あくまでも一般的な脱臼による外科手術の費用ですが、おおよそ20万円ほどを想定しておきましょう。
脱臼箇所の矯正は、筋肉や靭帯を適切な状態にする内容も含まれるため、これだけ多くの費用が必要になります。
早めの外科手術が必要な場合、これだけの費用負担は難しいと感じるかもしれません。実は脱臼による外科手術はペット保険でカバーできます。
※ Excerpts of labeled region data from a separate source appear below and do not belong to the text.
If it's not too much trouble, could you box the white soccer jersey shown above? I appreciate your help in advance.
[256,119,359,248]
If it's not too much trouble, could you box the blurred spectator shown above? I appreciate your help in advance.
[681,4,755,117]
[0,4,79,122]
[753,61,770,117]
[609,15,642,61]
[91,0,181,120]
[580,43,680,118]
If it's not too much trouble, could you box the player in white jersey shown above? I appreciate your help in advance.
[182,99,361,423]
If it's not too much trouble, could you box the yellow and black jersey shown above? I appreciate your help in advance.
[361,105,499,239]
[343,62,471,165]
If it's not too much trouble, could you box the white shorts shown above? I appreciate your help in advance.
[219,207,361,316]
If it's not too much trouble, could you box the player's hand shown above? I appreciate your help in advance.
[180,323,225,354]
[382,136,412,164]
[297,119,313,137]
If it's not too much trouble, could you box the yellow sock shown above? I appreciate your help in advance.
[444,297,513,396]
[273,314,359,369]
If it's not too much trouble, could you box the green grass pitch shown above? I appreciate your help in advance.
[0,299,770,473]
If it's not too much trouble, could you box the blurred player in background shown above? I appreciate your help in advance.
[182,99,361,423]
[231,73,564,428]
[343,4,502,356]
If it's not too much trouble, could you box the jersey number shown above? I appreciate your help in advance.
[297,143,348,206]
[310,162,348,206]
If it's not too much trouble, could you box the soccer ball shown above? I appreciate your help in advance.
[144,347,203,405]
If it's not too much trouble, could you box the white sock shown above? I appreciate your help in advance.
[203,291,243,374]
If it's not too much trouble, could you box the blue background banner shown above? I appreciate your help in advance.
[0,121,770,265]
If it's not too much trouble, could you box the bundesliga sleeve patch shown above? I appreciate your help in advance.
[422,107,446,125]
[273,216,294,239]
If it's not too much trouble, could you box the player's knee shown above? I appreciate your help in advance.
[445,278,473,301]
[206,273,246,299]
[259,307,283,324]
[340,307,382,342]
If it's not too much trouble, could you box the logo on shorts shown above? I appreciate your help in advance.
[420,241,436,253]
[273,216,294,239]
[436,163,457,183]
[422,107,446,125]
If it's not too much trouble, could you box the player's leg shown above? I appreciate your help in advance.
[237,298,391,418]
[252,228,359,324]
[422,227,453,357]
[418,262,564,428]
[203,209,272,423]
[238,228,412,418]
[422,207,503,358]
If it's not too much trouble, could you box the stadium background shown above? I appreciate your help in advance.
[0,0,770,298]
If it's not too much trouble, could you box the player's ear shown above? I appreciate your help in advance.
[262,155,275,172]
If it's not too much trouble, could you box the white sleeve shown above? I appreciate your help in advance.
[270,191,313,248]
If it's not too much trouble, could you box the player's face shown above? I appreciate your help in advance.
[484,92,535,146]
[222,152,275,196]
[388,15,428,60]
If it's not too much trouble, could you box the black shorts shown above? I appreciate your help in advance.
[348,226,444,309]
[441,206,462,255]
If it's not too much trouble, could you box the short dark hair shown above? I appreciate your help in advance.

適切なペット保険に加入しておくことで、外科手術の一部を補填してくれますので、もしものときに備えて加入しておくことをおすすめします。
まとめ:犬の脱臼の症状や原因、予防方法
犬の脱臼は、飼い主は気が付いてないうちに起こってしまう可能性があります。
自然に治っているケースもありますが、一度起こると繰り返し脱臼を起こすこともありますので注意が必要です。
この記事では、
- 犬の脱臼は足の引きずりや歩くたびにカクンとなることがある
- 犬の歩き方がおかしいと感じたときには注意が必要
- 犬の脱臼は先天性のものや運動不足などの生活習慣から起こることもある
- 普段からマッサージなどを行うことで予防も可能
- 症状によっては外科手術を行うこともある
以上の内容を詳しく解説してきました。
早めに専門のクリニックに検査をしてもらうことで、症状が悪化することを防げます。おかしいと感じた場合は、早めに対処するようにして頂けたら幸いです。